11 MARCH 2014
Green Party leader David Coon is off to court in his quest to throw open the windows on the work of the Alward government. Coon filed a request on the Right to Information Act to Finance Minister Blaine Higgs on February 13, 2013 for copies of the contracts with the consultants his Department had commissioned to examine the province's regime for shale gas royalties, as well as for copies of the consultants' reports. The Finance Minister refused, so the Green Party leader filed a complaint with the Access to Information Commissioner.

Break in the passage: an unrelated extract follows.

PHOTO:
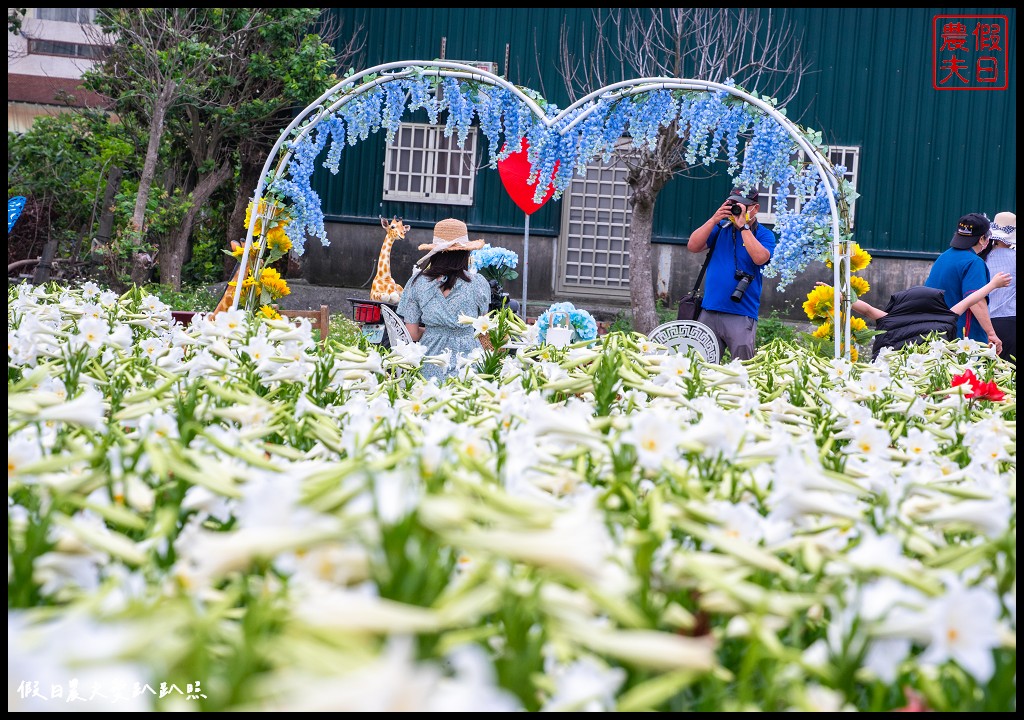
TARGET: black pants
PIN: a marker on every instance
(1006, 328)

After a 10 month investigation the Access to Information Commissioner, Anne Bertrand submitted a 15 page report to Coon and Higgs on February 7, 2014. In her report, Madame Bertrand recommended that the Minister release the four consultants' contracts to Coon. In a letter to the Green Party leader dated February 24, Finance Minister Blaine Higgs informed Coon that he does not accept Commissioner Bertrand's recommendation.
"I am gobsmacked that Blaine Higgs would thumb his nose at Access to Information Commissioner Anne Bertrand's recommendation," said Green Party Leader David Coon. "The Alward government is the most secretive government I have encountered in 30 years of seeking information from New Brunswick governments. The business of our government is the people's business, and I will not stand for this secrecy," said Coon. "The people have a right to know who our government is hiring and for what purpose, and I will ask a judge to enforce that right."
The provincial government is receiving public comments, until March 19th, into amendments to the Oil and Natural Gas Act's Licence to Search and Lease Regulation which will legally implement the Tories new royalty regime.
The proposed shale gas royalty regime has not been submitted to the Legislative Assembly or any of its committees for examination or debate. Following the deadline for public comments it will simply be signed into law by an Order-in-Council. None of the four consultants' reports have been made public. They are protected from public scrutiny by amendments to the Right to Information Act enacted by the previous Graham government. According to the Right to Information Commissioner, the reports themselves should be made publicly available following a final decision on the shale gas royalty regime.